Warning over mortgage switch.
Cath Hearnden, My Mortgage Direct director, said: "The double whammy of interest rate rises and the end of low-rate fixed deals has seen mortgage repayments shoot up overnight for many homeowners.
"We are seeing increasing numbers of borrowers who, rather than face reality, are using an interest-only remortgage as a form of defence against the onslaught of rising repayments until the cavalry arrives.
"Switching to interest only soothes their jangled nerves as it deals with the immediate problem of a sudden drop in disposable income until they put plan B into action."

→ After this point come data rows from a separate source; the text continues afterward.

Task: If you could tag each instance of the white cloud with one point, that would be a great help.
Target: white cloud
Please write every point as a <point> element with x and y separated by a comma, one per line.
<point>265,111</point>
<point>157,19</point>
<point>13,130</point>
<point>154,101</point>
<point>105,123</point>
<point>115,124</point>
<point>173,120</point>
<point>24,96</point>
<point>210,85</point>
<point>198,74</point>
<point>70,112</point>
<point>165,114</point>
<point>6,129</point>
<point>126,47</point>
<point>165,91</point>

This strategy is often justified by future plans to move house when the equity from the sale will redress the balance or an intention to change to repayment if their income increases. However, the reality is that interest-only repayments become 'normal' and it never seems to be the right time to bite the bullet and go back to paying off capital.
Repayments on a mortgage of pounds 150,000 over 25 years at an old fixed rate of 4.5 per cent for example would have been pounds 833.75. A new rate of 5.5 per cent would cost pounds 921.13. But interest only would take it back down to pounds 687.50.
Ms Hearnden added: "It's easy to see the attractions of the interest only escape route but there are ways of mitigating the effects of rising costs.
"We are advising clients who feel this is a necessary course of action that they could compromise by opting for part interest only and part repayment to keep the repayments the same.
"For example, the same mortgage at 5.5per cent with pounds 100,000 on repayment and pounds 50,000 on interest only would cost pounds 843.25, which is almost the same as they were paying previously."